22. Pour débouter l'employeur de sa demande en remboursement d'heures supplémentaires, la cour d'appel retient qu'il ne démontre pas que des heures supplémentaires ont été payées indûment au salarié.
23. En statuant ainsi, sans répondre aux conclusions de l'employeur qui, après avoir rappelé que la somme versée au salarié à titre d'heures supplémentaires se rapportait à des heures de délégation prétendument accomplies en dehors de son horaire de travail, soutenait qu'il incombait au salarié de justifier que la prise de ces heures de délégation, en dehors de son horaire de travail, était justifiée par les nécessités de ses mandats, la cour d'appel a violé le texte susvisé.

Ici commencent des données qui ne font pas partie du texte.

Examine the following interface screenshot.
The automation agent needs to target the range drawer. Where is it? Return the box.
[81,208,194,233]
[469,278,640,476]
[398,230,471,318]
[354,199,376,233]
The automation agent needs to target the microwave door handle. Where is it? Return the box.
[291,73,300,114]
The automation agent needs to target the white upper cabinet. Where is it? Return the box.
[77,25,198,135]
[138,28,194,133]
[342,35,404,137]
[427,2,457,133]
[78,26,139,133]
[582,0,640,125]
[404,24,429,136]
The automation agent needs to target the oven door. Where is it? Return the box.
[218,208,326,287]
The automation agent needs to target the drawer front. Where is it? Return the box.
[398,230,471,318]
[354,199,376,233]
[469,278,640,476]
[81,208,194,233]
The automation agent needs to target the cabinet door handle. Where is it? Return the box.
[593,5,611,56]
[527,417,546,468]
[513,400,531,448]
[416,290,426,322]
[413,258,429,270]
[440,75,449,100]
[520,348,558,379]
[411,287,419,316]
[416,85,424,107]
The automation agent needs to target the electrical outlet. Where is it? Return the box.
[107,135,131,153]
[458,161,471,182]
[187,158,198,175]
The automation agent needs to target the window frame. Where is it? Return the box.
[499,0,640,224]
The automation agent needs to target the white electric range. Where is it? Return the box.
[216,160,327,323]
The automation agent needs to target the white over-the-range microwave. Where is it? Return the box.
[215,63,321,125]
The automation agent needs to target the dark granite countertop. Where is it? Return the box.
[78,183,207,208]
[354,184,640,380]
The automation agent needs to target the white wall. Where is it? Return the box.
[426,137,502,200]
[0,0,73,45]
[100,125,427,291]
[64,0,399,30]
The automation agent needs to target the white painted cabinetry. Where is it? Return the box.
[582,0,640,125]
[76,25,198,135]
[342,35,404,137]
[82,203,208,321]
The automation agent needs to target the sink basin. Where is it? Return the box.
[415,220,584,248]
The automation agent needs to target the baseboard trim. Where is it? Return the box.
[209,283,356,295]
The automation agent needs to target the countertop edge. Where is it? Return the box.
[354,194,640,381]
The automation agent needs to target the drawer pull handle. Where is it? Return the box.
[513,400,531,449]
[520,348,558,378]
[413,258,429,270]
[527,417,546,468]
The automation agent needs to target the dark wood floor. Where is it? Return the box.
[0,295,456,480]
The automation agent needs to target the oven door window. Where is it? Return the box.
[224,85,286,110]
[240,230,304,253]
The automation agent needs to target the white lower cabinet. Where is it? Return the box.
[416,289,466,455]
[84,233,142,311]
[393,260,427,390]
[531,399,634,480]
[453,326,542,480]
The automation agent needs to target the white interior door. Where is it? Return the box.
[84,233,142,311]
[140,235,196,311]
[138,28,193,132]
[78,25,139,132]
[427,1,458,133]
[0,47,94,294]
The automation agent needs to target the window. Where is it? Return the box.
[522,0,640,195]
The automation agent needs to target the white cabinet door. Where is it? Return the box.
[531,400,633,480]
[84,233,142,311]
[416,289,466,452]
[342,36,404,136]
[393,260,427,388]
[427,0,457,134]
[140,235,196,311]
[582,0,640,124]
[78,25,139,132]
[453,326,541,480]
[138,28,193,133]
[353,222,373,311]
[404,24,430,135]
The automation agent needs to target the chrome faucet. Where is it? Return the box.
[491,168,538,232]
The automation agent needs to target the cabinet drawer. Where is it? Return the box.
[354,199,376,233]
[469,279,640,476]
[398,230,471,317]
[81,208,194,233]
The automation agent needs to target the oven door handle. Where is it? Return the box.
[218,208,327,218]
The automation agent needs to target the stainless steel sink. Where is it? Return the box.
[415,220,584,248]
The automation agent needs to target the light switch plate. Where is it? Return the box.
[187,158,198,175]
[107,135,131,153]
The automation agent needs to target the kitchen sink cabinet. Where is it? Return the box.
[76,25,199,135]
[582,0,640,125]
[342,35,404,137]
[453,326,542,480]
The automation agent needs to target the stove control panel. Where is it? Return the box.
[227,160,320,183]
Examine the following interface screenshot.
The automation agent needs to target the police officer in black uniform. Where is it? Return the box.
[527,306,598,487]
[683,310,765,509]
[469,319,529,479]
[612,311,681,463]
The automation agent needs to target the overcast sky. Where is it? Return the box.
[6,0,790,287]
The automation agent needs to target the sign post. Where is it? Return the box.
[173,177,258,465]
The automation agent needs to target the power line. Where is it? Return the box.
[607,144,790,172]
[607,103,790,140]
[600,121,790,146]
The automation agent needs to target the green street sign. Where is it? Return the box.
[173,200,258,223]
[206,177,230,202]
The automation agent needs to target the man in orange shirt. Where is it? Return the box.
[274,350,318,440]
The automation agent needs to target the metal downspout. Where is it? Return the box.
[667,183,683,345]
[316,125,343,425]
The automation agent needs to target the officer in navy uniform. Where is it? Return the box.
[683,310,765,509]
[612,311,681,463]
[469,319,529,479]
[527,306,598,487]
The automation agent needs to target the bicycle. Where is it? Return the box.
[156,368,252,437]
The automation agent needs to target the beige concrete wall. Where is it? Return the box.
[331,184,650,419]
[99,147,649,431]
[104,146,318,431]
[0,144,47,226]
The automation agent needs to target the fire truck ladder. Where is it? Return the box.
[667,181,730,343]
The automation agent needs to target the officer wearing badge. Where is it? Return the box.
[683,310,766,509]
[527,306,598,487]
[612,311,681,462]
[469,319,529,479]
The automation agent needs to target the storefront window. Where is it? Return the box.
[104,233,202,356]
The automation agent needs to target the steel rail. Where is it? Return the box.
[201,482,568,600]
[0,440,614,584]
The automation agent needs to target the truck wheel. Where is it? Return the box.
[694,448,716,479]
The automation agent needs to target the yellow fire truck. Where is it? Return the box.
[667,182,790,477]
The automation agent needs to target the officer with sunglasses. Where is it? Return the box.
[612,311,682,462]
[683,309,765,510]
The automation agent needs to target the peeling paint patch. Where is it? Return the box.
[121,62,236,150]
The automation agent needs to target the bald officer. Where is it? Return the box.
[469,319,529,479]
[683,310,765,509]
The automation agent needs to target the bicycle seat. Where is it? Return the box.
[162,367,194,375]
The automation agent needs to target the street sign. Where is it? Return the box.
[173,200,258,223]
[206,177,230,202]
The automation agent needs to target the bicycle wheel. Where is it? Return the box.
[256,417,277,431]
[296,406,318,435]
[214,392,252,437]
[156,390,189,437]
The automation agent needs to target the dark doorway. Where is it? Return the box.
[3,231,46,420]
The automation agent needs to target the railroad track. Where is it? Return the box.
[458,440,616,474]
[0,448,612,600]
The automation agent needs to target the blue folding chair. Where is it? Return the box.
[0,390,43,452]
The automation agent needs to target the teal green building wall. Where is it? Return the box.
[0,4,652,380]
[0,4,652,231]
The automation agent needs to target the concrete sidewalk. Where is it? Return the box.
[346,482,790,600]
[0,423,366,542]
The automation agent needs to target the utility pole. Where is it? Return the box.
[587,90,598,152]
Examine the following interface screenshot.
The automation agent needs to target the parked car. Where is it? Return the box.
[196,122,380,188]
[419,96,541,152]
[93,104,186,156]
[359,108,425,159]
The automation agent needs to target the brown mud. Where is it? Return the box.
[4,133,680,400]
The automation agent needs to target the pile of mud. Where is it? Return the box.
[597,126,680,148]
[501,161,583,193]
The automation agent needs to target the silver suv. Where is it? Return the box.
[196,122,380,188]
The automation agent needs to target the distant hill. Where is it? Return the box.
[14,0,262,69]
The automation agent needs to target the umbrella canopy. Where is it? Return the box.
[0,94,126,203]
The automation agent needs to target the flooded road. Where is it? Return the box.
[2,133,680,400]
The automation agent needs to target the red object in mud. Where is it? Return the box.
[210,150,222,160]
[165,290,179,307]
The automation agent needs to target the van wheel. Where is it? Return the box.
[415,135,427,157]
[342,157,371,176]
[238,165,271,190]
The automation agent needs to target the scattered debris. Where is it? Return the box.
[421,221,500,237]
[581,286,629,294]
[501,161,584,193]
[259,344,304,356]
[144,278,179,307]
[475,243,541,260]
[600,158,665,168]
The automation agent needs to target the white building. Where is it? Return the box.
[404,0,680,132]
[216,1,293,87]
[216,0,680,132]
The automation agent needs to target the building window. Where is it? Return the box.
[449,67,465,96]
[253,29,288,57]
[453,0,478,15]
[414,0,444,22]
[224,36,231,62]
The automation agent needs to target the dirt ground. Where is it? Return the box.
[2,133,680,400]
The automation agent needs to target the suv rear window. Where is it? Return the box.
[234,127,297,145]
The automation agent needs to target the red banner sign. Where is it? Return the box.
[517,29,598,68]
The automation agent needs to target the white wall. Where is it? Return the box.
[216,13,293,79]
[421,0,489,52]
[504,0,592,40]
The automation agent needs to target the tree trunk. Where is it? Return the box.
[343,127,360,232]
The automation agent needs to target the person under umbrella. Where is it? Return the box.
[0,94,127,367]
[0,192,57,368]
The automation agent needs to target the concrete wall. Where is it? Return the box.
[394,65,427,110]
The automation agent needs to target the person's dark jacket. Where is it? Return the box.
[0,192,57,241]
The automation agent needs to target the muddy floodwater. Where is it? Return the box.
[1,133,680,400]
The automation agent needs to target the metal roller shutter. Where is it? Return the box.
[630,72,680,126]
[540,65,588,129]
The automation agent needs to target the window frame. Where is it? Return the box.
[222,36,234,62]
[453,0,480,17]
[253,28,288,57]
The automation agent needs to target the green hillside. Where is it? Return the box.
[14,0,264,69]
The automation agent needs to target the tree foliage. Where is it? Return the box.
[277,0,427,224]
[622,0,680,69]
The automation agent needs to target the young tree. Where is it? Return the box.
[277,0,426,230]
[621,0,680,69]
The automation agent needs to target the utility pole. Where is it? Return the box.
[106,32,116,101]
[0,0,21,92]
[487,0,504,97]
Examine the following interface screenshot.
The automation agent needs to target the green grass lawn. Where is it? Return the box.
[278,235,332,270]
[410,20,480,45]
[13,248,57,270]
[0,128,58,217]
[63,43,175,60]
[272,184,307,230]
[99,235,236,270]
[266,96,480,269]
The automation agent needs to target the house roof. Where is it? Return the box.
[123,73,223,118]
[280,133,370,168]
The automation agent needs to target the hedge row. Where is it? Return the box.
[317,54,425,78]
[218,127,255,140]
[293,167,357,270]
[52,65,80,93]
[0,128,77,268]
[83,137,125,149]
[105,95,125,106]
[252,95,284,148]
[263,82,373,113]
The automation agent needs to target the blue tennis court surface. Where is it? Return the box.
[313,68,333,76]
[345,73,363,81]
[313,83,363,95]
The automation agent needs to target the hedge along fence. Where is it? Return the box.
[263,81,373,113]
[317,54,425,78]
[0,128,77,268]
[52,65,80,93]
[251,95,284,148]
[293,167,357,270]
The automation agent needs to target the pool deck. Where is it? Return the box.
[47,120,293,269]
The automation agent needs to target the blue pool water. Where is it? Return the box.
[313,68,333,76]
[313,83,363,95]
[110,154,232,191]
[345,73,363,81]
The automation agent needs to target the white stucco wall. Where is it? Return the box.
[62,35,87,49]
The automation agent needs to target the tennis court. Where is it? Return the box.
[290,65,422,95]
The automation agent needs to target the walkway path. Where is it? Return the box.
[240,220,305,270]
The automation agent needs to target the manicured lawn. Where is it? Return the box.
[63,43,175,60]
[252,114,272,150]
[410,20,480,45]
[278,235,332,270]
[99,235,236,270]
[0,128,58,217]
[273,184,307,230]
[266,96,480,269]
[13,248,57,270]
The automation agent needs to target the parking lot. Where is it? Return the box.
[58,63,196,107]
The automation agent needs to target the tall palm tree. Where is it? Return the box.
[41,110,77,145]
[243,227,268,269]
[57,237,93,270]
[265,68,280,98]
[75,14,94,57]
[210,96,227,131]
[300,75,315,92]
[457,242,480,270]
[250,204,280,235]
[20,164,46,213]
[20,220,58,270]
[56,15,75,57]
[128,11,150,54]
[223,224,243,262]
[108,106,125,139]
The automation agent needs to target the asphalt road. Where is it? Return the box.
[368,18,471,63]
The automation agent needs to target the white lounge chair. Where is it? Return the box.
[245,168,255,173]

PAR CES MOTIFS, et sans qu'il y ait lieu de statuer sur les autres griefs, la Cour :
CASSE ET ANNULE, mais seulement en ce qu'il déboute M. [Ab] de ses demandes en paiement d'un rappel de salaire pour heures supplémentaires outre les congés payés afférents, de dommages-intérêts pour discrimination syndicale, d'un rappel de salaire au titre de huit jours de congés supplémentaires pour fractionnement ou, à défaut, de sa demande tendant à ce qu'il soit enjoint à la société Altran technologies de créditer ces huits jours sur son compteur de congés payés, en ce qu'il déboute la société Altran technologies de sa demande en remboursement d'heures supplémentaires, en ce qu'il condamne M. [Ab] aux dépens de première instance et d'appel, le condamne à payer à la société Altran technologies une somme de 1 000 euros au titre de l'
article 700 du code de procédure civile🏛 pour la procédure suivie en appel et le déboute de sa demande formée au titre de l'article 700 du code de procédure civile, l'arrêt rendu le 28 octobre 2020, entre les parties, par la cour d'appel de Versailles ;
Remet, sur ces points, l'affaire et les parties dans l'état où elles se trouvaient avant cet arrêt et les renvoie devant la cour d'appel de Versailles autrement composée ;
Laisse à chacune des parties la charge des dépens par elle exposés ;
En application de l'article 700 du code de procédure civile, rejette les demandes ;
Dit que sur les diligences du procureur général près la Cour de cassation, le présent arrêt sera transmis pour être transcrit en marge ou à la suite de l'arrêt partiellement cassé ;
Ainsi fait et jugé par la Cour de cassation, chambre sociale, et prononcé par le président en son audience publique du treize avril deux mille vingt-trois.